The more relaxed you are, the more Conscious you are. And I love how this BRFWA process brings great consciousness to the entire system.

From: http://blogs.timesunion.com/holistichealth/?p=306

…Known as BRFWA (pronounced,” brifwah”) - the acronym stands for a five-step process - BREATHE, RELAX, FEEL, WATCH, ALLOW.   Alternatively known as “The Practice of Being Present”,  BRFWA can help me make a shift from tension back to relative ease, from the worries of “what if?” to the management of “what is.”

Here’s how to move through the steps:

  1. BREATHE-  Most of our worries link us to the past or the future.  The breath happens minute by minute, entirely in the present.  At the first experience of strong sensations, thoughts or emotions most people find that their breath gets shallow - or even stops temporarily.

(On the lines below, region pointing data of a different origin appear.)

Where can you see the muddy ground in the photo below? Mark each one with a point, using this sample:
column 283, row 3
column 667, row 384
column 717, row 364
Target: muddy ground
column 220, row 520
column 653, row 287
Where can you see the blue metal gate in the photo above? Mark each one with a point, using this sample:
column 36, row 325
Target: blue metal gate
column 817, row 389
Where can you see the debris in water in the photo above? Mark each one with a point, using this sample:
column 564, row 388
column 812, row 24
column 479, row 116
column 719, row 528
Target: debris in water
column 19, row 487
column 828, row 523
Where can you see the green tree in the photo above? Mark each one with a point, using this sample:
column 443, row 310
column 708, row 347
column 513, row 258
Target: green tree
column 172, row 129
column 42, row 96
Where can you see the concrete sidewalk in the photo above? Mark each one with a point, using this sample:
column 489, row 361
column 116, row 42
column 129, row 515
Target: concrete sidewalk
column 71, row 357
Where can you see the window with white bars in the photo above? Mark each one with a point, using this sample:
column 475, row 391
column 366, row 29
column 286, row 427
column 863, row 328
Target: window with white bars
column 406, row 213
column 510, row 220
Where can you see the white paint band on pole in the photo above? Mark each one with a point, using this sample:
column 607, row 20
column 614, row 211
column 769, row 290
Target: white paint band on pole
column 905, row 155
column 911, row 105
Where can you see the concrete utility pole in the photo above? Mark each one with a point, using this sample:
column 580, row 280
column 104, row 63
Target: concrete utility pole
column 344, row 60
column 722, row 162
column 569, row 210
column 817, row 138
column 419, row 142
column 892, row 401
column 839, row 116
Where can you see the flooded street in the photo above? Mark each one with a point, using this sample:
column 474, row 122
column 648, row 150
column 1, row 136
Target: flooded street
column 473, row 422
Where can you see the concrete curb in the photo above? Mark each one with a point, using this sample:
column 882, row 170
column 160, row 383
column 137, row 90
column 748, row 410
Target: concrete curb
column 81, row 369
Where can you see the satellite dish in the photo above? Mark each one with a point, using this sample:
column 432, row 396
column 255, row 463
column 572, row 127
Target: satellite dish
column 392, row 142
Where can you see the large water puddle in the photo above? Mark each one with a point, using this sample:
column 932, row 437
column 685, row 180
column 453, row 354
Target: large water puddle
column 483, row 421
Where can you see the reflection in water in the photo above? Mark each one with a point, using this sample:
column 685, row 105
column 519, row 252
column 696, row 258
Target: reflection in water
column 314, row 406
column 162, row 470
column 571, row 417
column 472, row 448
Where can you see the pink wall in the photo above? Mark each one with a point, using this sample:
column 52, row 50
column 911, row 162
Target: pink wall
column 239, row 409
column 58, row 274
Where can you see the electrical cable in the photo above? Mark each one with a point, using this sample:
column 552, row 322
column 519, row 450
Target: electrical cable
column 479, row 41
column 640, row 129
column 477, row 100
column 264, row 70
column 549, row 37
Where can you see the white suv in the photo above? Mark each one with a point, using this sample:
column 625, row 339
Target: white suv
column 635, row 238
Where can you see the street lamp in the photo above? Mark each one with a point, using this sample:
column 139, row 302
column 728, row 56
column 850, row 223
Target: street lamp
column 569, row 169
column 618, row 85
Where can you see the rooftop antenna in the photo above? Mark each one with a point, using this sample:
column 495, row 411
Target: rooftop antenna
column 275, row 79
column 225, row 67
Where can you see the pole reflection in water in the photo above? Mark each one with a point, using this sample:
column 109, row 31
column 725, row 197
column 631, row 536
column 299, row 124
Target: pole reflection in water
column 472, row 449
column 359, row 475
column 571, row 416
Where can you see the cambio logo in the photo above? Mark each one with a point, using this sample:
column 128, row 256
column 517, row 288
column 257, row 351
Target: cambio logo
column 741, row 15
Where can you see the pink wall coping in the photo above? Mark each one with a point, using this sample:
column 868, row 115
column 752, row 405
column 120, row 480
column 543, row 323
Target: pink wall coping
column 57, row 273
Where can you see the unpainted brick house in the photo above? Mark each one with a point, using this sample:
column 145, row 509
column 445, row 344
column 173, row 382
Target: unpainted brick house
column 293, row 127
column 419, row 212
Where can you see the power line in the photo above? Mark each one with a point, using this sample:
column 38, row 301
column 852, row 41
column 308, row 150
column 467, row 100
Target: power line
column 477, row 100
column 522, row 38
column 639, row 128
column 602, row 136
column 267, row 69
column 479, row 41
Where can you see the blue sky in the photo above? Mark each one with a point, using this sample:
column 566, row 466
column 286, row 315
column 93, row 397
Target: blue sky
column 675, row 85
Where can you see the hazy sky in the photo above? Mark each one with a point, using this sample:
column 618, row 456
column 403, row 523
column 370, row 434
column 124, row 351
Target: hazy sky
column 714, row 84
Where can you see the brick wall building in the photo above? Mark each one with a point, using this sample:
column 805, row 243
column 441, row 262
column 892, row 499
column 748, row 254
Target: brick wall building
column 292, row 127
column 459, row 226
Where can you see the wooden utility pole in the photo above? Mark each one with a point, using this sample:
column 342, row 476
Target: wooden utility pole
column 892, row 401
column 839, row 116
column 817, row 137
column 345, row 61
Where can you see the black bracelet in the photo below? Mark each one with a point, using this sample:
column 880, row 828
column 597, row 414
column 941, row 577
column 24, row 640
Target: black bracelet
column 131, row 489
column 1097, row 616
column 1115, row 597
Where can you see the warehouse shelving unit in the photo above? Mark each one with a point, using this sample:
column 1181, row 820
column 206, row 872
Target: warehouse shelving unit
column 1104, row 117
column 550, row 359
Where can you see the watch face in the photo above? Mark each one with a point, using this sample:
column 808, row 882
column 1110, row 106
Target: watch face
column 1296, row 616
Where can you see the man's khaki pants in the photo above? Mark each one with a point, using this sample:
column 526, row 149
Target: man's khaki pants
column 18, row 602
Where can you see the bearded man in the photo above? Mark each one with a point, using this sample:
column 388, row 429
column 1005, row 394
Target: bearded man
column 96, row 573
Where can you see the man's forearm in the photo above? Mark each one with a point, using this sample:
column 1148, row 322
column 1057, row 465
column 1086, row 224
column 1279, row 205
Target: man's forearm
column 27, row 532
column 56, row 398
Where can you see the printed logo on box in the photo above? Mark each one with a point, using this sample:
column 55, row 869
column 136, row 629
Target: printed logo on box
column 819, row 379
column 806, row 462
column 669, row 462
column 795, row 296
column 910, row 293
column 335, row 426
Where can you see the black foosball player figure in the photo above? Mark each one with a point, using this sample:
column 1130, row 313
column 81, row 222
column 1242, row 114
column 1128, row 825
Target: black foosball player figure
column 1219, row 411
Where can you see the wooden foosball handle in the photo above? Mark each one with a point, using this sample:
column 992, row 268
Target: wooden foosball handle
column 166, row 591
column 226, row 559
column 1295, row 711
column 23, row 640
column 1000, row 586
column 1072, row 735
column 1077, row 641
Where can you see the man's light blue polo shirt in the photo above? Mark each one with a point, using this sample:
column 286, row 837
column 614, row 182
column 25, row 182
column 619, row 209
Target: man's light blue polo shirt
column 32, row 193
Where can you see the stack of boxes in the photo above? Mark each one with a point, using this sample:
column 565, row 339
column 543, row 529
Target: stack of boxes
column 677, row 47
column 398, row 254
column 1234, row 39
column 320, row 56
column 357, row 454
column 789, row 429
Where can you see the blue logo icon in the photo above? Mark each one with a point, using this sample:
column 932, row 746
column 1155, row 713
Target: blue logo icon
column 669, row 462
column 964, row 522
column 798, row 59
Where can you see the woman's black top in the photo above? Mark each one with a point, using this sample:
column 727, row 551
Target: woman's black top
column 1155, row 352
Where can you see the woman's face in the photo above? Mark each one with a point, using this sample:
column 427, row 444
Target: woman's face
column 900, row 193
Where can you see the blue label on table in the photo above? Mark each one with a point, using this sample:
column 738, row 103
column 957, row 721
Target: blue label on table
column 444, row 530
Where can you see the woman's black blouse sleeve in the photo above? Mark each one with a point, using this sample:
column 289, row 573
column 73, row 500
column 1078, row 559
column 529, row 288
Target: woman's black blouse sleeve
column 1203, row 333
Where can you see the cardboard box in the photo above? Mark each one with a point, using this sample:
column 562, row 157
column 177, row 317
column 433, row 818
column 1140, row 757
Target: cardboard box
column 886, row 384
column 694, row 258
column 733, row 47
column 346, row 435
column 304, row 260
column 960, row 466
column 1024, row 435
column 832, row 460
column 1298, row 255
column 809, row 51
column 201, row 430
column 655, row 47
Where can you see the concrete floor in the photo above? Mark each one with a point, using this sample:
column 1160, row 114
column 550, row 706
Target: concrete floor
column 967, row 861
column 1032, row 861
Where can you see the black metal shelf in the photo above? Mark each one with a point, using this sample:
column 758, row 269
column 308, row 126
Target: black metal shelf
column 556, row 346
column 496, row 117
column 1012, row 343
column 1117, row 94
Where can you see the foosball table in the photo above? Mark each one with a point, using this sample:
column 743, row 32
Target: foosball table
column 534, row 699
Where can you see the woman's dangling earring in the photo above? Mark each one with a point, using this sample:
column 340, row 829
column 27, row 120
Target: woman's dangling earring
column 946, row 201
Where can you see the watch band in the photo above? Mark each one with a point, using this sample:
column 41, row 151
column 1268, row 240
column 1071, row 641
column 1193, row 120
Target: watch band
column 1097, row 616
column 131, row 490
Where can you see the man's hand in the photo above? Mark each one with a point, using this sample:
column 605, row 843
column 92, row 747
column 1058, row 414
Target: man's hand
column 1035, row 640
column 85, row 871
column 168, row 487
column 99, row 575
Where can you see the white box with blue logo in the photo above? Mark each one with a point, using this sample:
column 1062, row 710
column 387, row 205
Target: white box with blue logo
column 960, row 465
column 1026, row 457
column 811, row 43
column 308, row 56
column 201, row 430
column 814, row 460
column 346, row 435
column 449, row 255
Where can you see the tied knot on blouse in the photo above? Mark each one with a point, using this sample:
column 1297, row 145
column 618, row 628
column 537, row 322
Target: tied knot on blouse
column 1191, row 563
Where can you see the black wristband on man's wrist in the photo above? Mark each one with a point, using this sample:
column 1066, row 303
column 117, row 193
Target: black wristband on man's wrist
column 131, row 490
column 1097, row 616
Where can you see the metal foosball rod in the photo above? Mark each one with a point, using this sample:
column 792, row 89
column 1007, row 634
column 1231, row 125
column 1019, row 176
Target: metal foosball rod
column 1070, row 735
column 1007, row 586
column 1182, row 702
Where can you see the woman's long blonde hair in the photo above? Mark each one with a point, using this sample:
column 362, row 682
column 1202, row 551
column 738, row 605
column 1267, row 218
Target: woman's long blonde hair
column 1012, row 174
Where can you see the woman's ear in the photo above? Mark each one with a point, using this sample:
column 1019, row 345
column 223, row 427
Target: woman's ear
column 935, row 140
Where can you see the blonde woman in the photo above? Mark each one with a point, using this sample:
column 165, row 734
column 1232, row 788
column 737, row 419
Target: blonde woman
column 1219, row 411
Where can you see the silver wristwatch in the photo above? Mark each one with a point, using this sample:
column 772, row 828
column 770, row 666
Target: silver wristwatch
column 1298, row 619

It’s a common reaction.  To notice when that happens, and reestablishing a steady rhythm of breath can  bring us back into the solid ground of the body and the moment.
  2. RELAX - Regular abdominal or diaphragmatic breathing  instantly begins to reverse the stress response.  It’s simply the way we humans are wired.  When stress begins to diminish we can read a current situation and it’s reality more clearly.
  3. FEEL - With body calmer and mind less clouded with tension we can begin to  feel what’s really going on.  We can begin to response to actual events rather than react to our fears and imaginings.
  4. WATCH- Nothing in life is permanent. Sensations get weaker, stronger, move, or dissolve.  So do emotions. Thoughts are our own creations and can bear little connection to reality.  We love to believe our thoughts and sometimes nothing is more misleading. With the first three steps in place, we can “Watch” the process of impermanence and choose actions that fit each situation as it comes up.
  5. ALLOW - Without self-criticism, self-judgment, or creating a”story” about why things are the way they are - we just let everything exist - good bad or indifferent.  We stay right here, in the present.  We know that we don’t have to handle everything at once - just the next thing.

A simple practice - absolutely. An easy practice - not always.  But, like any other behavior we want to include in our life, the more we use it, the better we get at it.

My suggestion is to try it first when stress is mild-moderate.  Don’t wait till red-alert sets in. ( Just like preparation for childbirth - you don’t start when the contractions do!) Try it at home. Teach it to your kids.  Share it with your friends.  Do it at work and make your co-workers wonder what you’re up to.

Try it and make your own personal contribution to world peace - or at least peace in your own corner of the world.